His hands are hot against my back as they slip beneath my shirt. One hand dips down into my loose jeans, cupping my ass, as the other journeys up to my shoulder blades. "I've been holding back," he continues, "because I thought you weren't ready. But that's a decision only you can make, so I'm leaving it up to you." He lifts his hips, and I moan in anticipation when I feel him, hard and thick against me. "I'm yours…do whatever you want with me."

My mind reels from the possibilities as Garrett keeps up a steady stream of words. I begin unconsciously rocking my hips to the cadence of his voice as images – fantasies and memories – fill my mind.

He lifts his chin, his lips claiming mine. I reach over his shoulders, holding onto the top of his chair as my movements become more deliberate. I know what I want, but I take some time to make sure I'm ready. I practice the words again and again, trying to decide how to tell him what I want him to do, but in the end, I decide to be direct. Blunt.

Bold.

"Fuck me, Garrett." My words are barely a whisper, but they're out there.

"Jesus fucking _Christ_," he mumbles, his hands going to my hips to still them. My excitement doubles when I realize that he's having a hard time controlling himself.

When he looks up at me, I can't stop the grin on my face. He shakes his head and says, "I should've told you to speak your mind a long time ago."

We laugh together, quieting when his hands rub up and down my back. He kisses me once before saying, "Well, since we're being…open…" He smirks. "Can I be completely honest?"

I nod, wondering if I'll like what he has to say.

He opens his mouth and then closes it again, leaning forward to kiss all along my neck. His tongue dips down into the hollow of my throat before he teases, "Who knew you'd be more goddamn forward than I am?"
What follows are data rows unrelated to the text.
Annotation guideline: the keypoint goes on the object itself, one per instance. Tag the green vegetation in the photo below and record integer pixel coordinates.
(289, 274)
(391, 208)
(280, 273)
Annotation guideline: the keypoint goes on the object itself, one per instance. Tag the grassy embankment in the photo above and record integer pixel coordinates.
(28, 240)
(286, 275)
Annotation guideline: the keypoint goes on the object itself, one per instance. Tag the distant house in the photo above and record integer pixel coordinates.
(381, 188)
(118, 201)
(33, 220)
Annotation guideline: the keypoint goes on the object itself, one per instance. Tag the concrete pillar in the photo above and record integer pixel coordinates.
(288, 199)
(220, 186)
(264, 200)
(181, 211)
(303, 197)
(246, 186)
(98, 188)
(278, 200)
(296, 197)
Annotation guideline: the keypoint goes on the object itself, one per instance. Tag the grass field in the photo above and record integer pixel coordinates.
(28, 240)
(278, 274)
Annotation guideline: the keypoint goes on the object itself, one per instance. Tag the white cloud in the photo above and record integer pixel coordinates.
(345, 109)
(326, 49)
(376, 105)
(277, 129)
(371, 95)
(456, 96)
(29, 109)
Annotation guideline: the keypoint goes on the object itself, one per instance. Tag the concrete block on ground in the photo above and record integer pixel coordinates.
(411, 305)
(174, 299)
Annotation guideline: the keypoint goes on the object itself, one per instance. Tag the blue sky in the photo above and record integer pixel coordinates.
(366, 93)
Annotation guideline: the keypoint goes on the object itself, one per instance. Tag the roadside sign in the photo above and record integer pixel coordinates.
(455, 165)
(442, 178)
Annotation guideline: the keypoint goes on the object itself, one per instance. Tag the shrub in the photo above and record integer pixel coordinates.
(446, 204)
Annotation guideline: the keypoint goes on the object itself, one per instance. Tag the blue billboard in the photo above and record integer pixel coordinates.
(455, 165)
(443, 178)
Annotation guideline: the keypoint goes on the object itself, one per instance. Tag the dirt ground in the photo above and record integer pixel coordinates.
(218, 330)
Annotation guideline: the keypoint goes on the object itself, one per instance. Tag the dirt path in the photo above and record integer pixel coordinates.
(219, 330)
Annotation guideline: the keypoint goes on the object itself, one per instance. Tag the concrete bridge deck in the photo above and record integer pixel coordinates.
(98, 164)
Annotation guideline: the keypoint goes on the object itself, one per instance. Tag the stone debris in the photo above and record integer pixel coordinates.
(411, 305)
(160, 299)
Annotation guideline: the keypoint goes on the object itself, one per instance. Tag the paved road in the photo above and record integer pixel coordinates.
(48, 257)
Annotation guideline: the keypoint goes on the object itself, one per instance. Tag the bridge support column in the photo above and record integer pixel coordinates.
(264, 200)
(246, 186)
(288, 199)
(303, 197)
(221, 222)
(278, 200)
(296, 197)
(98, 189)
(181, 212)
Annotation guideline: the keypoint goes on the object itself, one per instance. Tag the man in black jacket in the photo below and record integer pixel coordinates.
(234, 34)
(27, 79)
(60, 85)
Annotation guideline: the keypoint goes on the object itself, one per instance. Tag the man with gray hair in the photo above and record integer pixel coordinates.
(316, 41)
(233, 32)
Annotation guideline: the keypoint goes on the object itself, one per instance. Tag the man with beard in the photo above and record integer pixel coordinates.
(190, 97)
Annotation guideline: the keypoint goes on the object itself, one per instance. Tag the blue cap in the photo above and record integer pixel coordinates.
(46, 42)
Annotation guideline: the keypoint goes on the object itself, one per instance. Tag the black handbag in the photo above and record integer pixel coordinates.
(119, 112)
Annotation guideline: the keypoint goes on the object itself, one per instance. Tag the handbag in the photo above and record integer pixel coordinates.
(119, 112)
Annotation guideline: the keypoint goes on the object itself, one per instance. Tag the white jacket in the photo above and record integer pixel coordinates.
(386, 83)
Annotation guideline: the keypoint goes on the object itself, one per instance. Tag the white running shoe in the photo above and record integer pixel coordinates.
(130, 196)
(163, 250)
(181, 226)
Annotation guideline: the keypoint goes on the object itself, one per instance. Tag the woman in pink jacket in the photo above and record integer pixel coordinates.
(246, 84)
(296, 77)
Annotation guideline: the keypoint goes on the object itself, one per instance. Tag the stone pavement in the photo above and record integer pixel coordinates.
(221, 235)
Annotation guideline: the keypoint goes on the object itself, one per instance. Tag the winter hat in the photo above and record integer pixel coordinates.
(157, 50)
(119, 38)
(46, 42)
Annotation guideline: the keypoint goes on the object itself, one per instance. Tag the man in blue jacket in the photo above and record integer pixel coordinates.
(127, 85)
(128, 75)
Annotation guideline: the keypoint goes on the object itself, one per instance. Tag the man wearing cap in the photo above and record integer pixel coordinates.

I shrug, making him laugh, and then he takes my face between his hands, pulling lightly so I'll look at him. "Eddie, I know I should take you upstairs to my bed and take things nice and slow, and I will – I promise you that. But right now, I just…" He rolls his hips against mine, biting his bottom lip. "Right now, I want to stay here."

He pats the table, and when I look at him curiously, he explains that one of the things he loves about us is the way we do what feels right for _us_. He tells me that he's attracted to the fact that I am who I am. "I want you here, right in the middle of all of this. I want to have _you_."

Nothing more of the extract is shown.